Mistress Brady, pour sa part, n’était pas lente à la riposte ; elle avait coutume de dire que le défunt Barry était un banqueroutier et un mendiant ; et que, quant à la société fashionable qu’il voyait, il la voyait de la petite table de mylord Bagwig, dont il était connu pour être le flatteur et le parasite. Sur le compte de mistress Barry, la dame du château de Brady faisait des insinuations encore plus pénibles. Mais pourquoi irions-nous reproduire ces accusations, ou ramasser des caquets vieux de cent ans ? C’était sous le règne de George II que les susdits personnages vivaient et se querellaient ; bons ou mauvais, beaux ou laids, riches ou pauvres, ils sont tous égaux maintenant, et les feuilles du dimanche et les tribunaux ne nous fournissent-ils pas chaque semaine des diffamations plus nouvelles et plus intéressantes ?

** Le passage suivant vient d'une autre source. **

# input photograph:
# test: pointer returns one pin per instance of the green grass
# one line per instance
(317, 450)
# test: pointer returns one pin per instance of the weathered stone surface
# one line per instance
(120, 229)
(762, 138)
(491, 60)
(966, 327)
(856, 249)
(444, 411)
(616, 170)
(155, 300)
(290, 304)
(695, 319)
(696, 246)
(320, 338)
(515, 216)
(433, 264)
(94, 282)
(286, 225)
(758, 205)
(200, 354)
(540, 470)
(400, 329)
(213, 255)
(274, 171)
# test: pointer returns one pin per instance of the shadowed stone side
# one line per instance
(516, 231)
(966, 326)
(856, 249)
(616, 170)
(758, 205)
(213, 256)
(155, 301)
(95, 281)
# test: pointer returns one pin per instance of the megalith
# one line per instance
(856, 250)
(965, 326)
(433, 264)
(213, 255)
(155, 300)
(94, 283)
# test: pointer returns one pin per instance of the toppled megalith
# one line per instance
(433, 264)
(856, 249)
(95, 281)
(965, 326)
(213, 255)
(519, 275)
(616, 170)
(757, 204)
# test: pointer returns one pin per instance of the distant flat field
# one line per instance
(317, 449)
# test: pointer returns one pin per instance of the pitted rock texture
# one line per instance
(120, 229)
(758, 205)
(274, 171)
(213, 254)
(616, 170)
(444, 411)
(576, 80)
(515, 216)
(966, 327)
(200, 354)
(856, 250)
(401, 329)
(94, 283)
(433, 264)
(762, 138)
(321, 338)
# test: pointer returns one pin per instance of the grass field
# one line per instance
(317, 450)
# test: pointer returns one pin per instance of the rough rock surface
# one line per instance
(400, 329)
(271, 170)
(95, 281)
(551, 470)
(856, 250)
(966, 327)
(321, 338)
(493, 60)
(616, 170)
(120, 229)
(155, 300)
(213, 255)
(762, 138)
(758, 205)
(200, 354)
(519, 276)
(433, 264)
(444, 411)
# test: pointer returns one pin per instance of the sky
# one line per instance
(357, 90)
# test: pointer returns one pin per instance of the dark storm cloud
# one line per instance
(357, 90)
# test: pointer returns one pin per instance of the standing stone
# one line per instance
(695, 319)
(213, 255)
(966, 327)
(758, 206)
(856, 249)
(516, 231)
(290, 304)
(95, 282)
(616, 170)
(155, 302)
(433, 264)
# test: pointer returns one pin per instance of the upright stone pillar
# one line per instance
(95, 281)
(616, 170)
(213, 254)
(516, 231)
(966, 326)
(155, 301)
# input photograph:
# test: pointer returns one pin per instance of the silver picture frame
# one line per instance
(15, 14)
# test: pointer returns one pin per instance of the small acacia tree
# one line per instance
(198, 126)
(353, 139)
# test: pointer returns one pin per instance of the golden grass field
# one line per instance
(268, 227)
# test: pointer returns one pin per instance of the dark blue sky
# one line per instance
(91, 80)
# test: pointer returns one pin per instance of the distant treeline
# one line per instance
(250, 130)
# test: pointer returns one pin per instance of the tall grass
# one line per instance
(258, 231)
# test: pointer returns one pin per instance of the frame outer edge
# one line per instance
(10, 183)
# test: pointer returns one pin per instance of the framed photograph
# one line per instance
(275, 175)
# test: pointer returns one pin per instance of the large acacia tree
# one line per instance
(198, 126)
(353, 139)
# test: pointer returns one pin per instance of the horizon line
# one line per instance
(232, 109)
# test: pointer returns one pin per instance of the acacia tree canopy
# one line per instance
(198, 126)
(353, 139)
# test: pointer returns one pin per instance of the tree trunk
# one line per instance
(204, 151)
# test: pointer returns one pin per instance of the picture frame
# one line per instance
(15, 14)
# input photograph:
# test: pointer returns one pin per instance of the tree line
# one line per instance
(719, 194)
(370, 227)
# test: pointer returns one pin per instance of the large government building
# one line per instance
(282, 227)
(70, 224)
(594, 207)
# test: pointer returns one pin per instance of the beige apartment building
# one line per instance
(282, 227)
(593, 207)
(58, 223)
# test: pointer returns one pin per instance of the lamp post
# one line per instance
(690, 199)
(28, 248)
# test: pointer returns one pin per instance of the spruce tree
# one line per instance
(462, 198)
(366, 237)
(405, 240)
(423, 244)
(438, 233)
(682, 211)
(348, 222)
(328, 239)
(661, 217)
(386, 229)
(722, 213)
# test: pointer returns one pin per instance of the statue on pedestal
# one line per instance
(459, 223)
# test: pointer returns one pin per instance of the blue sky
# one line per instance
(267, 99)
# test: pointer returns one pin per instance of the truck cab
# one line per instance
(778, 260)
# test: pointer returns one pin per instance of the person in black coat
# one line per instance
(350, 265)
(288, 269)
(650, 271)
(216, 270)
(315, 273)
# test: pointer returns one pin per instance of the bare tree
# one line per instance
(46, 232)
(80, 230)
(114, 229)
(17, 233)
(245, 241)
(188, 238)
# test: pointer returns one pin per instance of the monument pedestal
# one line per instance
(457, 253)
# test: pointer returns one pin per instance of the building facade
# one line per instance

En tout cas, il faut avouer que mistress Brady, après la mort de son mari et sa retraite, vécut d’une façon à défier la médisance ; car, tandis que Bell Brady avait été la fille la plus coquette de tout le comté de Wexford, ayant la moitié des célibataires à ses pieds et force sourires et encouragements pour chacun d’eux, Bell Barry adoptait une réserve pleine de dignité qui allait presque jusqu’à l’ostentation, et était aussi empesée qu’aucune quakeresse. Plus d’un, qui avait été épris des charmes de la fille, renouvela ses offres à la veuve ; mais mistress Barry refusa toute offre de mariage, déclarant qu’elle ne vivait plus que pour son fils et pour la mémoire du saint qu’elle avait perdu.

« Quel saint, miséricorde ! disait la méchante mistress Brady. Harry Barry était un aussi gros pécheur que pas un, et il est notoire que Bell et lui se détestaient. Si elle ne veut pas se marier maintenant, soyez-en sûr, l’artificieuse n’en a pas moins un mari en vue, et elle attend seulement que lord Bagwig soit veuf. »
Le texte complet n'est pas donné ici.